If sponsorship isn't an option, there are other ways to support the project:

  • Use Reepolee on real projects. Real-world use is what surfaces the bugs, design rough edges, and documentation gaps that move the project forward. A sponsor with a real production deployment that talks to us about what's hard is invaluable; a $100/mo sponsor that never engages is purely financial.
  • Write about it. Blog posts, conference talks, tutorial videos, comparisons with other frameworks - they help people who haven't found Reepolee yet decide whether to try it. We'll happily share your work via the changelog and on social.
  • Share feedback - see Contributing.

The framework needs both money and engagement to grow well. Either or both is welcome.

Why Not VC-Funded

A common question: why is Reepolee a sponsorship-funded proprietary software company rather than a venture-backed company?

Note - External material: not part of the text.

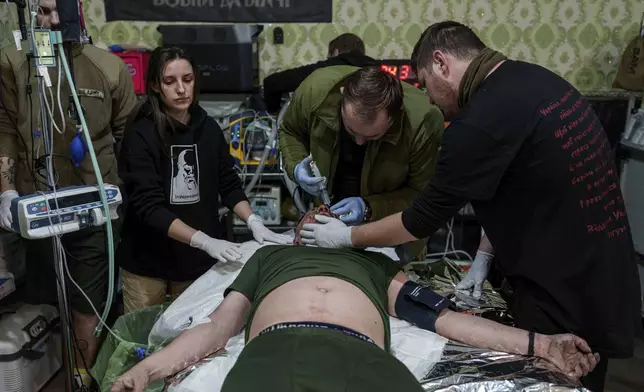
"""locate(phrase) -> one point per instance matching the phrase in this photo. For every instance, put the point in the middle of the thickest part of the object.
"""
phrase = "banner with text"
(227, 11)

The short answer: the trade-offs of venture funding (growth pressure, exit timelines, the need to capture value commercially) conflict with what makes Reepolee useful (longevity, independence, and a straightforward perpetual-license model). A framework that has to grow 10× a year to satisfy investors is a framework that ends up doing things that don't help the people using it.

The Reepolee + sponsorship model isn't immune to going wrong, but it doesn't have the same structural pressures. As long as Reepolee exists, its core is funded. As long as the sponsorship layer exists, it can grow beyond what one company can fund alone.